Stephen Daisley
Priti Patel and the progressive language police
There was an exchange in the House of Commons on Thursday afternoon that ought to be a scandal but won’t. It ought to be a scandal because it involves a Cabinet minister undertaking to do something that, in any other context, would bring waves of condemnation from across the House. It won’t because the scandalous thing the minister pledged to do is endorsed by Good People with Good Intentions and could only be decried by Bad People with Bad Intentions.
The minister was Priti Patel and she was being questioned about the deaths of 27 migrants who attempted to enter Britain via the English Channel. The SNP's Brendan O’Hara said he tuned into Wednesday’s 10 o’clock news on the BBC and had been ‘absolutely appalled when a presenter informed me that around 30 “migrants” had drowned’. He added:
“‘Migrants do not drown; people drown. Men, women and children drown.’

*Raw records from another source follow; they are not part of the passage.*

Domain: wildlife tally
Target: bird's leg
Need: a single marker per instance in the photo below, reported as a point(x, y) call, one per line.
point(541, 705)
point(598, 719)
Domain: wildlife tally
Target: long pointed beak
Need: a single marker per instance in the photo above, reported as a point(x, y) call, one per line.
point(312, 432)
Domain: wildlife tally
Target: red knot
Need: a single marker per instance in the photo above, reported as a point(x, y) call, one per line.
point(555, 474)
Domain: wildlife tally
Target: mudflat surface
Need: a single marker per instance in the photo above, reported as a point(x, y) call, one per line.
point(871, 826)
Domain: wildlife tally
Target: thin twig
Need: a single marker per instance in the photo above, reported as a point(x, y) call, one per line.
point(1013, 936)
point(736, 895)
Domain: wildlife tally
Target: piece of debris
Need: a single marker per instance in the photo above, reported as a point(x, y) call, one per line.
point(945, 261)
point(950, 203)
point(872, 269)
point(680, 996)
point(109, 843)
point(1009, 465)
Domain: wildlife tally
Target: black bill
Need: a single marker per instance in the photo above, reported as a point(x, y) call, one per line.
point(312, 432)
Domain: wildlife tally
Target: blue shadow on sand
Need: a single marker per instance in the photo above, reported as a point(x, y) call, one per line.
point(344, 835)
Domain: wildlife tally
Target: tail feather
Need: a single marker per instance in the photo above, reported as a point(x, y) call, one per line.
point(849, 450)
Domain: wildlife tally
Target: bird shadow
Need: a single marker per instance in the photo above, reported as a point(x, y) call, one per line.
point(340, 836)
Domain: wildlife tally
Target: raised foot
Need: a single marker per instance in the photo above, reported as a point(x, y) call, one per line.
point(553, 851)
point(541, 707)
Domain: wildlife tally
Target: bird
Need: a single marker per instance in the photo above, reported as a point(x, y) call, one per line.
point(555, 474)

O’Hara asked the Home Secretary to ‘join me in asking the BBC news editorial team and any other news outlet thinking of using that term to reflect on their use of such dehumanising language’.
Patel replied that he had made 'a reasonable point’ and confirmed she would join him in requesting that the BBC and other media outlets consider their use of language.
There are a number of points to unpack here but here’s one that comes immediately to mind: this is the draconian hanger-and-flogger, the Margaret Thatcher 2.0 whose reign of terror gives sleepless nights to liberals everywhere? Oh for the days of New Labour when we had proper right-wingers at the Home Office.
More substantively, there are two observations worth making. First, ministers should not be making representations to the BBC — either directly or indirectly via the despatch box – about editorial decisions in news reporting. That shouldn't even have to be articulated, so objectively wrong is the proposition. If a Tory minister demanded the BBC avoid certain words in any other matter, Twitter would go into meltdown, James O’Brien would have an aneurysm live on-air and the Guardian would print a 32-page pull-out, ‘The Jackboot Descends’.
In 2016, there were similar efforts to dissuade the BBC from referring to the Islamic State by its name, and calling on the Corporation’s reporters to refer to it as ‘Daesh’ instead. No doubt that was the decisive turn in the struggle against Isis but it was entirely inappropriate for MPs to behave in this manner. There is no such thing as warm ’n’ fuzzy political interference in the editorial independence of the BBC. All such interference is improper and dangerous, however good the cause, however virtuous those behind it.
The second issue relates to the unfortunate elevation of language in modern western thought and the hypocrisies of those who fixate on meaning and connotation. Language is important and it can shape understanding in different ways but making a fetish of it is inhibitive of action. Saying 27 migrants died in the Channel is no more dehumanising than saying 27 soldiers died in a roadside ambush or 27 police officers were killed in the line of duty. Those objecting to the use of the word ‘migrants’ do not object to ‘soldiers’ or ‘police officers’ and that is because this isn't about dehumanisation but about a belief that viewers ought to be primed to think a certain way about this incident – and, by extension, about the political and policy questions around immigration and asylum.
Progressive language games are riddled with hypocrisy. It is a catechism of American progressivism that ‘no human being is illegal’, and the global export of the political neuroses of overeducated Californians means this liturgy is incanted by the British left, too. It’s a nonsense, of course, because the environmentalist movement inveighs against ‘illegal loggers’, marine conservationists condemn ‘illegal whalers’, and the United States and Israel have set up specific protocols for dealing with ‘illegal combatants’. It's a nonsense, too, because the same progressives who object to the term ‘illegal migrants’ regularly decry ‘illegal settlers’ in the Israeli-controlled areas of the West Bank. No human being is illegal –unless they're a Jew living in Judea.
When you don't want to take decisive action to stop people-smuggling operations that cause 27 deaths, you don't get to complain that neutral phraseology is an affront to human dignity. You don't get to dictate to the BBC how it should report news stories. You don't get to insist that the only thing that ought to be patrolled robustly in Britain is our word choice.